Informed Comment

Thoughts on the Middle East, History, and Religion

Juan Cole is President of the Global Americana Institute

Tuesday, May 20, 2003

*About 10,000 Shiites turned out for peaceful demonstrations in Baghdad Monday against continued US occupation of Iraq, and against the American slighting of the Shiite leadership. One organizer had predicted a million man march, so this result fell substantially short of his expectations. The US army did not interfere with the demonstrations,which was wise on its part. It appears to be the case that Iraqi Shiites are just not that upset with the US at the moment, and that the various religious parties do not have so much sway that they can mount a really impressive demonstration. Monday's rallies would be important only if they are a harbinger of much bigger and more confrontational demonstrations down the road.

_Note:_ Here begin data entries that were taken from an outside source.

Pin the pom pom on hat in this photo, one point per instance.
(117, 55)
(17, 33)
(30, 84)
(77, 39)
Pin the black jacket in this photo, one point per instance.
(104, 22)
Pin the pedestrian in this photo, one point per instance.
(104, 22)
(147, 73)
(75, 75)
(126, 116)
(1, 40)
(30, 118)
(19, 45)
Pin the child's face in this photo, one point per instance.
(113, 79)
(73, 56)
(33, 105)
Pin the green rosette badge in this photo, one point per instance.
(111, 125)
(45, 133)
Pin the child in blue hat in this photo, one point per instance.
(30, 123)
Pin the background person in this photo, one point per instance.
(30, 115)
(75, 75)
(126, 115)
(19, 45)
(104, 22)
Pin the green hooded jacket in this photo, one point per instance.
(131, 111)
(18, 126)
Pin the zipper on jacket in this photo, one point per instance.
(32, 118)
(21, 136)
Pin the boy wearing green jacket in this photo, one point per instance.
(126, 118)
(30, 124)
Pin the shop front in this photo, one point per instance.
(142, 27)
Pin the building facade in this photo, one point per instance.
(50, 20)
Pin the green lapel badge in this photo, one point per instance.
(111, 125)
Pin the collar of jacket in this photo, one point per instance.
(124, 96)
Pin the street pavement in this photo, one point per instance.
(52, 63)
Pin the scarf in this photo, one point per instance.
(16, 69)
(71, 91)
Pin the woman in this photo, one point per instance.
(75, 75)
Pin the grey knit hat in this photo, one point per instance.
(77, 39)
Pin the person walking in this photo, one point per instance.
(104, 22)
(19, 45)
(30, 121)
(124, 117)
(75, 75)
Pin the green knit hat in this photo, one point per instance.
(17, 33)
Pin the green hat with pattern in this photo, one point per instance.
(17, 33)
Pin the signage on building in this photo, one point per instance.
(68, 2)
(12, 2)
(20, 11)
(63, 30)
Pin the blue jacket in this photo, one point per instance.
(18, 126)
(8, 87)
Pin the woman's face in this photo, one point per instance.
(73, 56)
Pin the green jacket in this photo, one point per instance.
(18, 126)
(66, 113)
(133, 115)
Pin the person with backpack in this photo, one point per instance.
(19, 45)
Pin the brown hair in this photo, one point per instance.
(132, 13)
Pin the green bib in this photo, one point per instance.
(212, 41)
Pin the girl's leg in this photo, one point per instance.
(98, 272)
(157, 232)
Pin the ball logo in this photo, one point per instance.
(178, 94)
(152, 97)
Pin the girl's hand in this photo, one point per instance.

*Many Sunni Iraqis living in the Shiite South of the country have, according to Az-Zaman newspaper today, complained to the Shiite religious leadership in Najaf and Karbala about Shiite political organizations taking over Sunni mosques there. These moves come despite the fatwa issued by Grand Ayatollah Ali Sistani forbidding such usurpation of Sunni mosques by Shiites. (The office speaking in the name of “al-Sayyid al-Sadr” has given the same instructions.) Saddam made a point of building many new Sunni mosques in Shiite areas and letting them sermonize, whereas he forbade Shiite clergy from preaching sermons. Shiites are understandably resentful of the ways in which Sunnis remain on top economically and politically, in some case because Saddam threw key economic resources to them.

Several Sunni mosques have been usurped in an-Nasiriya and al-Samawah. The new Shiite leadership of a couple of the stolen mosques say they will return them to the Sunnis because they follow Sistani and will respect his fatwa. But other new mosque leaderships are refusing to relinquish the former Sunni mosques, saying that they belong to the al-Da`wa Party and do not consider themselves bound by Sistani’s rulings. In a way, this latter sentiment has even more potentially dire consequences for the Shiite south than does the usurpation of a few mosques.

*Lebanese Grand Ayatollah Muhammad Husain Fadlullah denounced guerrilla operations that kill innocent civilians. It now appears he was mainly referring to the bombings in Casablanca. Fadlullah says such operations are contrary to Islam.